CINEMA NEGRO É CINEMA BRASILEIRO: DISPUTAS, CONFLITOS E PERCEPÇÕES
- 15/06/25 - domingo | 14:00 - 15:15
Apesar de avanços importantes nos últimos anos, o cinema brasileiro ainda reflete desigualdades estruturais profundas quando se trata da presença negra na realização audiovisual. A luta por maior presença — tanto diante quanto atrás das câmeras — tem impulsionado políticas afirmativas e ampliado a participação de profissionais negros na indústria. No entanto, esse crescimento ainda é marcado por contradições: quais discursos estão, de fato, em circulação quando falamos de filmes sobre pessoas negras? Quem tem contado essas histórias? Em um momento em que a presença de corpos negros nas telas aumenta, é necessário refletir sobre os caminhos e limites dessa representação. Esta conversa se propõe a discutir o lugar do cinema realizado por pessoas negras no Brasil contemporâneo, a partir dos desafios ainda colocados à construção de um cinema negro, que também é cinema brasileiro.
Mediação
>Kariny Martins
Kariny Martins is a curator, researcher, and screenwriter.
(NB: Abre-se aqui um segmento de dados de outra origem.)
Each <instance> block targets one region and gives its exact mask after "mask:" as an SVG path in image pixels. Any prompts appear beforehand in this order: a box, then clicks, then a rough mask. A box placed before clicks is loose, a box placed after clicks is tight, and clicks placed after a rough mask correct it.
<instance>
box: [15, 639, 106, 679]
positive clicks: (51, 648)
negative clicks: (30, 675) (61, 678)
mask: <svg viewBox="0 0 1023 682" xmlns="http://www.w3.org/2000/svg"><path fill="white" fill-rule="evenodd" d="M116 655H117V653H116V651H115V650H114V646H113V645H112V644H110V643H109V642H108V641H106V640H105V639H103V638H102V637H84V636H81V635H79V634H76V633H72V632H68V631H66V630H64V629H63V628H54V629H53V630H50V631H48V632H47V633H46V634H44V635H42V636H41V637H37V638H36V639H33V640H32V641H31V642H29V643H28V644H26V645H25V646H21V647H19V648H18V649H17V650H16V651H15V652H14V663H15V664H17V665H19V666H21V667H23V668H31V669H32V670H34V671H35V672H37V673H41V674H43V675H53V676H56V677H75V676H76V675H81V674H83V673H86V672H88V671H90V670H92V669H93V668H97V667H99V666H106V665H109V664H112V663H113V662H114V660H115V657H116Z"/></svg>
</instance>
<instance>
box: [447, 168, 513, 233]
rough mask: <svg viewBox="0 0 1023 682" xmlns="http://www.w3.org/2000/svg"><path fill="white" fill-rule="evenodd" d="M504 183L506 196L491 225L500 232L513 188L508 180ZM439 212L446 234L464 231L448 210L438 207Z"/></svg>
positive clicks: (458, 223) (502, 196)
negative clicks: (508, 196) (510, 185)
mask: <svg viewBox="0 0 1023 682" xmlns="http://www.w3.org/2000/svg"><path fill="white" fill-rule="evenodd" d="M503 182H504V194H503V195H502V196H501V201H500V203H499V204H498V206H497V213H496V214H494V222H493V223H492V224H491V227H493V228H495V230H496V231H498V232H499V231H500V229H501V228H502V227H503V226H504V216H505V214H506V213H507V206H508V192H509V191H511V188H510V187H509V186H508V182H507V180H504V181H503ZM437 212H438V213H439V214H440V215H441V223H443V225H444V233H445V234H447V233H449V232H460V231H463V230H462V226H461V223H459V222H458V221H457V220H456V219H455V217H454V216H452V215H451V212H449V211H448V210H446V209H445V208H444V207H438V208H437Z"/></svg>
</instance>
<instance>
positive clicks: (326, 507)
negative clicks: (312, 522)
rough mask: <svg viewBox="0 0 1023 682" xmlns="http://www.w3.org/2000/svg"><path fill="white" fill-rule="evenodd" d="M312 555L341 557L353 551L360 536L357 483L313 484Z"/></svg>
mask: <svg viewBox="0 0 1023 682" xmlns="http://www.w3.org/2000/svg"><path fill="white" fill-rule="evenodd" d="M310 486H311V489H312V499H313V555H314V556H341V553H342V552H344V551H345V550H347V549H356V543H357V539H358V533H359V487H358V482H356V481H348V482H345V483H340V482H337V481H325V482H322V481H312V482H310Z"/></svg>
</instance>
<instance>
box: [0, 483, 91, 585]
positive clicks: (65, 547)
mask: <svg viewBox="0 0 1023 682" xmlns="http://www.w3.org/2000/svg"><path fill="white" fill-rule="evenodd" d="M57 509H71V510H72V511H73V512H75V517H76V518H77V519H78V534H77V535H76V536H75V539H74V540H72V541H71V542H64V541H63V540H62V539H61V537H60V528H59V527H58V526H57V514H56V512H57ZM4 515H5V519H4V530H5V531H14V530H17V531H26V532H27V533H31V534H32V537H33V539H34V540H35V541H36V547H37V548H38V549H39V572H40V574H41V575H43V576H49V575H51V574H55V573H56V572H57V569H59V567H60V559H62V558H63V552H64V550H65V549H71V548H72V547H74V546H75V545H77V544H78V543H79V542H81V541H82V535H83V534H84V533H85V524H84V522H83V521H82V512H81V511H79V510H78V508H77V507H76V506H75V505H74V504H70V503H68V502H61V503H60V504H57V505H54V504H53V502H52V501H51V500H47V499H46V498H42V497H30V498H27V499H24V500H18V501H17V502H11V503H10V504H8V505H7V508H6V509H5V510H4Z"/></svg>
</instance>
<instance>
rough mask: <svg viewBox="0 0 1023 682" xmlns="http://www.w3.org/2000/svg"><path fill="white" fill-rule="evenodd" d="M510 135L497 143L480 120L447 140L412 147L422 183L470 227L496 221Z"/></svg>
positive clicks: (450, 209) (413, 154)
She holds a Master’s degree in Film and Video Arts from the State University of Paraná and is currently pursuing a Ph.D. in Communication at Fluminense Federal University. Kariny serves on the curatorial committees of Olhar de Cinema – Curitiba International Film Festival and Griot – Contemporary Black Cinema Festival, and is part of the artistic team at FIANB – Brazil’s International Black Audiovisual Festival. Kariny regularly participates in festivals as a jury member, moderator, and speaker, collaborating with events such as DOCSP, the Gramado Film Festival, MIMB, FestCurtasBH, Cabíria, Rio2C, and others. She is the author of “Speculative Fiction in Black Brazilian Cinema – The Afrofuturist Aesthetic in Short Films” (A Quadro Edições, 2023) and was part of the inaugural Audience Design program at Berlinale/Rio Talents (2024).
Palestrantes
Rodrigo Antonio
Rodrigo Antonio é historiador e produtor audiovisual, mestre em Artes (UFPA). Produziu longas e curtas-metragens de ficção e documentário com carreira e reconhecimento internacional, web-séries e documentários educacionais. Atua como curador e avaliador de laboratórios, editais setoriais, espaços de mercado e festivais. Desenvolve estudos e consultorias de produção de impacto social. Foi idealizador e coordenador do Matapi - Mercado Audiovisual do Norte (2018-2021), Coordenador do Climate Story Lab Amazônia (2021), Diretor Geral do Festival Internacional do Audiovisual Negro do Brasil – FIANB (2020 – 2022), Presidente executivo da Associação de Profissionais do Audiovisual Negro – APAN (2021-2023) e Diretor de Formação e Inovação Audiovisual da Secretaria de Audiovisual do Ministério da Cultura do Brasil (2023 - 2025). Atualmente é Diretor de Formação do Instituto Taturana e dedica-se à produção do seu primeiro longa-metragem como diretor.
Tatiana Carvalho Costa
Professora, curadora e realizadora em Cinema e Audiovisual, doutoranda no PPGCom/UFMG. Presidente da APAN e integrante do FICINE. Membro do Conselho Superior de Cinema e docente no Centro Universitário UNA (BH/MG), onde também colabora com o grupo de pesquisa CORAGEM. Desde 2019, integra a curadoria da Mostra de Cinema de Tiradentes e, em 2025, atuou na coordenação executiva do Fórum de Tiradentes. É Diretora Artística do FIANb desde 2020, foi jurada no FESPACO 2023 e 2025. Como realizadora, dirigiu ""Minha África Imaginária"" (2024). É co-autora dos livros Olhares Contemporâneos (2011), Mulheres Comunicam: Mediações, Sociedade e Feminismos (Ed. Letramento, 2016), Cinema Brasileiro em resposta ao país (ed. Universo Produção, 2022), Un-Mapping the Global South (Ed. Routledge, 2024), entre outros.